The IMX472-AAJK measures 21.77mm diagonally and features a total of 22.93M pixels, with 21.46M effective pixels and 20.89M active pixels. The sensor features a 27dB Programmable Gain Amplifier (PGA) circuit and 12-bit A/D converter with a 14 lane (8 lane + 6 lane) Scalable Low-Voltage Signaling with Embedded Clock (SLVS-EC) interface. This all adds up to the sensor being able to readout 12-bit images up to 20.89M pixels at just over 120 frames per second (fps) and 10-bit images at just over 158 fps.
|A full breakdown of the readout speeds at various resolutions and bit-depths.|
What this means is the sensor should be able to offer full-width oversampled 4K video at up to 120 fps with full dynamic range. It also means it could boost Panasonic’s Depth From Defocus (DFD) autofocus performance, should this sensor be used by Panasonic in a future GH-series camera system.

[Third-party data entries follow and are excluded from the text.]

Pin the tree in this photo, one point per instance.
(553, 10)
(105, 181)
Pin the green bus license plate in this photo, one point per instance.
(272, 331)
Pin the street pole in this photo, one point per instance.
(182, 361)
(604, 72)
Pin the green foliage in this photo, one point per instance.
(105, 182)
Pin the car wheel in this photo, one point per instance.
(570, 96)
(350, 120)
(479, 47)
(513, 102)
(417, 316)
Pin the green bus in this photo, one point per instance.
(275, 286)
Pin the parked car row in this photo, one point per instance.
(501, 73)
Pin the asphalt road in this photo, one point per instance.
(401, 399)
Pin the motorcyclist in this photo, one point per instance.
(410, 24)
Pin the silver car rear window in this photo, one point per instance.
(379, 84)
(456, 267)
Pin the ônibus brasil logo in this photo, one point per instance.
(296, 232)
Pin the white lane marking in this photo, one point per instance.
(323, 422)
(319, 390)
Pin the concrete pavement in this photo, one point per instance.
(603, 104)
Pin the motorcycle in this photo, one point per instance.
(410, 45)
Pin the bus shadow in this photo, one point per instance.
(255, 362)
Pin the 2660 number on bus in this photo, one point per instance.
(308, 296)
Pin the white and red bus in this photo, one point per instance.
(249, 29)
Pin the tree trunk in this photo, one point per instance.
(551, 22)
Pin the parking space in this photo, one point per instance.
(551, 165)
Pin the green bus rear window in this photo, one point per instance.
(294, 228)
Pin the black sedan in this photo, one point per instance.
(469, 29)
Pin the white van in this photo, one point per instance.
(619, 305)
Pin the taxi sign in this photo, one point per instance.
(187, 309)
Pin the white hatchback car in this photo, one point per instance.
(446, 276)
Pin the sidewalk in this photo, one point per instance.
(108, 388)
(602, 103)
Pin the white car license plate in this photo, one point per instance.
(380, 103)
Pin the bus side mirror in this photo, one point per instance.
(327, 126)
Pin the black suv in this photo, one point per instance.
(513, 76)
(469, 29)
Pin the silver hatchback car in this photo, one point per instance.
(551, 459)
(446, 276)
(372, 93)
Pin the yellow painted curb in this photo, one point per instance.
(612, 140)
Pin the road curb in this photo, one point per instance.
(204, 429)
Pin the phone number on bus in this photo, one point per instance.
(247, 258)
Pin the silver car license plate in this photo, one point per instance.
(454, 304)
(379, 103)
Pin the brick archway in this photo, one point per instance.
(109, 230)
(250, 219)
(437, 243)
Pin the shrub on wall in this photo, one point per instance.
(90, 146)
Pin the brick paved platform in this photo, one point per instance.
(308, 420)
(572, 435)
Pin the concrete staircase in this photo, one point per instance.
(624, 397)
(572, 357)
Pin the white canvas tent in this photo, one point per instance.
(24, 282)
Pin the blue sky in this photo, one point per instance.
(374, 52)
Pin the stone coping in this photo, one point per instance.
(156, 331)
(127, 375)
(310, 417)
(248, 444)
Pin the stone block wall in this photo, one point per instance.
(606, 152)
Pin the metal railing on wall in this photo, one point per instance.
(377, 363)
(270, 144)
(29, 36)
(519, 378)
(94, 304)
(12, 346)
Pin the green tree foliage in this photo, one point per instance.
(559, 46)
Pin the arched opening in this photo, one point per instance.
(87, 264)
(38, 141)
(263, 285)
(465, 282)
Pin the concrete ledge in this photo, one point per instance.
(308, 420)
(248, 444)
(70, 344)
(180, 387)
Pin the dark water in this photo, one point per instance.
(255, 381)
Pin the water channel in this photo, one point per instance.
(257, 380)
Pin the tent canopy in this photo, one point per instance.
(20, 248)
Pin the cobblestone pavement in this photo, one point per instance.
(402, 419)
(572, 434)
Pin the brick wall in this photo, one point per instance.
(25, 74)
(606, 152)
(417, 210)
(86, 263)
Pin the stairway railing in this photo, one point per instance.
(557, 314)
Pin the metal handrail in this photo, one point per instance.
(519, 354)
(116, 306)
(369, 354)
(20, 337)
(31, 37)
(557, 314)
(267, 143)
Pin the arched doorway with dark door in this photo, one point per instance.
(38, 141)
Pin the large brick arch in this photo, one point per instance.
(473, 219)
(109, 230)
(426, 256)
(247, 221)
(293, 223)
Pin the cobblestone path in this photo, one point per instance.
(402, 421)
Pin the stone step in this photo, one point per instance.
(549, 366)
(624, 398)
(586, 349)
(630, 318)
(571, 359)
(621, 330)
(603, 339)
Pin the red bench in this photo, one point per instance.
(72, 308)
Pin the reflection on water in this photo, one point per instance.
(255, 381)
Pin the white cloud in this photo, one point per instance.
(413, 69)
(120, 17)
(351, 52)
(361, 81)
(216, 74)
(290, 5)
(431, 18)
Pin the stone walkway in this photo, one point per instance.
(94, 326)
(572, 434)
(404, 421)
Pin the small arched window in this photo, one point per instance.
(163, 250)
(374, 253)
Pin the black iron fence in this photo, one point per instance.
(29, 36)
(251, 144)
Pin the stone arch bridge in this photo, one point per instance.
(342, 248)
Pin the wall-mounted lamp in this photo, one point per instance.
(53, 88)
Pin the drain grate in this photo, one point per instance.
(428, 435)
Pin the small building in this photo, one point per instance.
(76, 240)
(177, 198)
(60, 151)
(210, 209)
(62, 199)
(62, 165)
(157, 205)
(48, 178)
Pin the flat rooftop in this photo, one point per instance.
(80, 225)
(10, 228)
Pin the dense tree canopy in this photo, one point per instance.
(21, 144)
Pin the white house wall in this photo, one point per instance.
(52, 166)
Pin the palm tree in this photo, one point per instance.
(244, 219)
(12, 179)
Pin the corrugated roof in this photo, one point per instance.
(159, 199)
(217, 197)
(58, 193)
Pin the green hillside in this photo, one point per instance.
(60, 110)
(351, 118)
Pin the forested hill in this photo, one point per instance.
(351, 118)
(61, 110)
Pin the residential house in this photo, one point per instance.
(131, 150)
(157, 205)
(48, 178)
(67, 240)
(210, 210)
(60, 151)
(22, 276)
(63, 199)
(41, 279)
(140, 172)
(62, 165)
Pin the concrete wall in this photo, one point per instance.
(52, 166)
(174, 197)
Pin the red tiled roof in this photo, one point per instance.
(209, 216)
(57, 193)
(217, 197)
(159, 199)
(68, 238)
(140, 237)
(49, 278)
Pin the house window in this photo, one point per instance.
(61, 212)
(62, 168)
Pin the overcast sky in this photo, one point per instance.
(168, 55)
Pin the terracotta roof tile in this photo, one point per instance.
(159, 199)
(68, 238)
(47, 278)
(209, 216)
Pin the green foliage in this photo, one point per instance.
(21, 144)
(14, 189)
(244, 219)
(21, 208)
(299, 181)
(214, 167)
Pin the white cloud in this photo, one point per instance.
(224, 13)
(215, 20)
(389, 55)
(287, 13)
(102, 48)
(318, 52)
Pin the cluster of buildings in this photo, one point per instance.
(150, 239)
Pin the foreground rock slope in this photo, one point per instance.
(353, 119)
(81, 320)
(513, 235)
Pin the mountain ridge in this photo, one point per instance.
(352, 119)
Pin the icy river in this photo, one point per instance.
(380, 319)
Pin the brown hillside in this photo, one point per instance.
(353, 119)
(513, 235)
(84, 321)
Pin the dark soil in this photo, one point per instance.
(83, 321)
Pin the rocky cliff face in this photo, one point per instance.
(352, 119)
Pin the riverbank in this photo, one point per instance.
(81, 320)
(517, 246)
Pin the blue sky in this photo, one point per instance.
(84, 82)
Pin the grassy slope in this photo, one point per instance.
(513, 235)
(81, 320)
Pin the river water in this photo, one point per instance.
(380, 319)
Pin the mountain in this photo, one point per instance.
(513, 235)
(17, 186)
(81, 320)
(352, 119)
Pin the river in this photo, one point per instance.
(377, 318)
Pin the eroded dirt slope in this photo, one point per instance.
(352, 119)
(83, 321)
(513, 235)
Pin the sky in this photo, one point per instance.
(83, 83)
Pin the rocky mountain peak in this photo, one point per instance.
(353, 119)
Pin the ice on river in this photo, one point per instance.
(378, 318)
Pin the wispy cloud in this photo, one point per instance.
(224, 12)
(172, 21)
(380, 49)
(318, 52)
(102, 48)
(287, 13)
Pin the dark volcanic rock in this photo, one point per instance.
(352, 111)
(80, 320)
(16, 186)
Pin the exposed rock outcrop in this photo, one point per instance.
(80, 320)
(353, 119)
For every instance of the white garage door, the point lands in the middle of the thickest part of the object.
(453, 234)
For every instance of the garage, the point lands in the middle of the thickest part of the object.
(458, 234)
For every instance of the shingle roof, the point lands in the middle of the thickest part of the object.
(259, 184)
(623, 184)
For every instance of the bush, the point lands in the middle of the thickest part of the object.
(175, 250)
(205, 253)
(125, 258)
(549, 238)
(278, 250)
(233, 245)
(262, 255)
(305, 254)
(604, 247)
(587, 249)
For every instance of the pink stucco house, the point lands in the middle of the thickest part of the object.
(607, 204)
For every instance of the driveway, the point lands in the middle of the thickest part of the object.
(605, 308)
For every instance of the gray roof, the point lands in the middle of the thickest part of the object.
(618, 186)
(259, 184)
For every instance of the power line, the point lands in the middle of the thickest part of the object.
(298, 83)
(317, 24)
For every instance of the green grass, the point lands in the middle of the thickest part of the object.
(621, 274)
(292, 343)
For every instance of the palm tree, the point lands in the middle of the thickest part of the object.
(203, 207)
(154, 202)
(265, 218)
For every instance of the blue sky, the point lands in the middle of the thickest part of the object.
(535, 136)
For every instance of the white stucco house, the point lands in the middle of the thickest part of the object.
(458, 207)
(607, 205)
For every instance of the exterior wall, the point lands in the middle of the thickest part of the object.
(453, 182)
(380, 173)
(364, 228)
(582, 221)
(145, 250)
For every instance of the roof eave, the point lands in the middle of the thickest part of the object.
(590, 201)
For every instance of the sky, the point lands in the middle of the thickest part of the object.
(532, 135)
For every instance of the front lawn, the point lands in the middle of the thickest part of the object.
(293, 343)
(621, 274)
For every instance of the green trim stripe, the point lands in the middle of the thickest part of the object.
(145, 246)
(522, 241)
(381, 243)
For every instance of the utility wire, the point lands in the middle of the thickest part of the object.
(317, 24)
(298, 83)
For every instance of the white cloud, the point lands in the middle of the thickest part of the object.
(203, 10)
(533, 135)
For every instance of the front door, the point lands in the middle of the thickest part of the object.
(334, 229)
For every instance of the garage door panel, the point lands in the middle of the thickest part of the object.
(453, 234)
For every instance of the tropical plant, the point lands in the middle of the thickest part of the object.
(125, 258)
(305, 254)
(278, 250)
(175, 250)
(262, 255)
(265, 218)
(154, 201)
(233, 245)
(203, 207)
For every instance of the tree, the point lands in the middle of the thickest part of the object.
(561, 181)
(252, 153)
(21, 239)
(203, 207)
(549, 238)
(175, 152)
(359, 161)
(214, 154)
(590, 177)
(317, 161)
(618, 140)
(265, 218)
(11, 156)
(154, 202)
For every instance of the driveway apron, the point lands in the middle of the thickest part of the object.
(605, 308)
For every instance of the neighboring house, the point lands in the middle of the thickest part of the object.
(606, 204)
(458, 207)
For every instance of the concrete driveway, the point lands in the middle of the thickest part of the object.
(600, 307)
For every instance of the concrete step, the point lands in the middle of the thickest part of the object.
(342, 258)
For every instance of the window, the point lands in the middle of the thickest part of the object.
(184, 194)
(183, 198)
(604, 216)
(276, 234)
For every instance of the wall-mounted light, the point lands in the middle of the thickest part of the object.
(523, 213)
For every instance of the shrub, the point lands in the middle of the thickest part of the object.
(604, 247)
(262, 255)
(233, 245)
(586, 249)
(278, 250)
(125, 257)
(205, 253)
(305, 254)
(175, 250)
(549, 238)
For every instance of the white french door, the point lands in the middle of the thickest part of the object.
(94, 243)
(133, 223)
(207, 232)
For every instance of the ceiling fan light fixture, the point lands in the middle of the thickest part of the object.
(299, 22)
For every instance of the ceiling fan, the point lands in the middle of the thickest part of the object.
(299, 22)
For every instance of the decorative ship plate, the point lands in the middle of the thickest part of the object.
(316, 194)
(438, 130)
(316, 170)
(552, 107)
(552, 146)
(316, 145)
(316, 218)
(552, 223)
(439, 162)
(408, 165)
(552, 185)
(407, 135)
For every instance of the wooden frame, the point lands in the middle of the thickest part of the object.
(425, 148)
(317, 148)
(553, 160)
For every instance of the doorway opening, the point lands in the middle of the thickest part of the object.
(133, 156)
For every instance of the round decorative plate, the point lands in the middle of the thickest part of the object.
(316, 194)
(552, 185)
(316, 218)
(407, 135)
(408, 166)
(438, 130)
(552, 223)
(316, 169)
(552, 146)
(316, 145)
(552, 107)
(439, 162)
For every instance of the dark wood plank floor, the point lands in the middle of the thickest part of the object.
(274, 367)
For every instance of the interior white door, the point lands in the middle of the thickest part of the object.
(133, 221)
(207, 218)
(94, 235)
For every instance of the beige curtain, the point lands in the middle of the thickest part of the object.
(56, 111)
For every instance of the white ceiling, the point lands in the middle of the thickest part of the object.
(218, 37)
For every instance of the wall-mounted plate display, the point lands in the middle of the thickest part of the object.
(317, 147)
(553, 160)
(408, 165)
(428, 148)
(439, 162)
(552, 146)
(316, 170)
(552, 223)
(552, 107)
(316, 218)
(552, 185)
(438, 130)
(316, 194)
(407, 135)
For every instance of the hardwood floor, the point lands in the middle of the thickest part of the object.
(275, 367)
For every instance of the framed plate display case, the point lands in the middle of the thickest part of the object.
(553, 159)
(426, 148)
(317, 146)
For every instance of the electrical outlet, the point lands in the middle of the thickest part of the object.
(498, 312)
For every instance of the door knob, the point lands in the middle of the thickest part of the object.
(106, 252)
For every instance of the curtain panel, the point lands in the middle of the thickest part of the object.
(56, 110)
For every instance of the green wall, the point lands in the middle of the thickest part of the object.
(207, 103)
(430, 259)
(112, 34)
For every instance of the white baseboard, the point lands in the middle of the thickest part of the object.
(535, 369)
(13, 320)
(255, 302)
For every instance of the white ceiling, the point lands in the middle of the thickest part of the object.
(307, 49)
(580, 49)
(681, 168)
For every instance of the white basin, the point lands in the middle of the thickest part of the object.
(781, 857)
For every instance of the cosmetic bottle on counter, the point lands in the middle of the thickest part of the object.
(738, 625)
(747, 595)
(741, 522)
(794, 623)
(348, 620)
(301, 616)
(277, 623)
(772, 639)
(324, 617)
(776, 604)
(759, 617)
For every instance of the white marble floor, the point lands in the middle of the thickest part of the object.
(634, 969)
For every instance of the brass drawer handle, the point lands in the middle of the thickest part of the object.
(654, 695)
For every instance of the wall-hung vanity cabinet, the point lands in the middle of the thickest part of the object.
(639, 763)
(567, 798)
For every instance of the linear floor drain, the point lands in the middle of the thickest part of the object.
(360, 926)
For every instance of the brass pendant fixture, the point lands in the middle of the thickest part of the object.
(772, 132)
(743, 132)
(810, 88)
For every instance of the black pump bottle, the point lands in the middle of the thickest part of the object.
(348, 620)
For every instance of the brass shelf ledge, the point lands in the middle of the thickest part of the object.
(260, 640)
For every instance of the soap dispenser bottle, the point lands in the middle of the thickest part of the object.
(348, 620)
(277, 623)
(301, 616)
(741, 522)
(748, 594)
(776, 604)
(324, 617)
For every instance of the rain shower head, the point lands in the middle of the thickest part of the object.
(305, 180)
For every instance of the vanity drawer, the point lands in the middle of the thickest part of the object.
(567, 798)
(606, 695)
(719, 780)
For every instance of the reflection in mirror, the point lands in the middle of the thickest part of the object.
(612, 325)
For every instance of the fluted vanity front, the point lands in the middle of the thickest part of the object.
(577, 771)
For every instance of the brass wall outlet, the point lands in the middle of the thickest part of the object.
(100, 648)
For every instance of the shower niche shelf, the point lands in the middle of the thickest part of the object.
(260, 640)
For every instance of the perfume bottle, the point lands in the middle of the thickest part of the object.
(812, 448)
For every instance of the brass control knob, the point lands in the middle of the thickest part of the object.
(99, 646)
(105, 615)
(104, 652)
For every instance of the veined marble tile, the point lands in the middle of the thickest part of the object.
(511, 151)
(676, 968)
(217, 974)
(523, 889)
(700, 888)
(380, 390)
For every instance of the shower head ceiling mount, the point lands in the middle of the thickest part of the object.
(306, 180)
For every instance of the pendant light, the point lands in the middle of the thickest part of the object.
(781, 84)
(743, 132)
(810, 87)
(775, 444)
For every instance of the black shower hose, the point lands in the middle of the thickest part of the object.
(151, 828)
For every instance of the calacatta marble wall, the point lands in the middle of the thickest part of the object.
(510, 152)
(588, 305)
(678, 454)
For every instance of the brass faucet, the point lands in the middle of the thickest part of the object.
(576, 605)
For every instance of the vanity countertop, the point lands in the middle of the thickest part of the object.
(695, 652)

This specific version of this sensor also appears to have readout modes specifically designed for phase-detection autofocus systems. That doesn’t necessarily mean we’ll see that in any forthcoming Panasonic cameras, but OM Digital Solutions, on the other hand, could have something up their proverbial sleeves.
The product information sheet shows the ‘AAJK’ variant is a Quad Bayer sensor, but it’s not out of the realm of possibilities for a conventional Bayer version to be available for camera manufacturers as well. For instance, the specs of the Quad Bayer IMX299CJK line up extremely well with those of the conventional Bayer sensor used in Panasonic’s GH5S.
Sony Semiconductor Solutions doesn’t specify when this particular sensor will be available to camera manufacturers in the product information sheet, but historically speaking, if it’s on the Sony Semiconductor Solutions website, it’s likely already available to customers.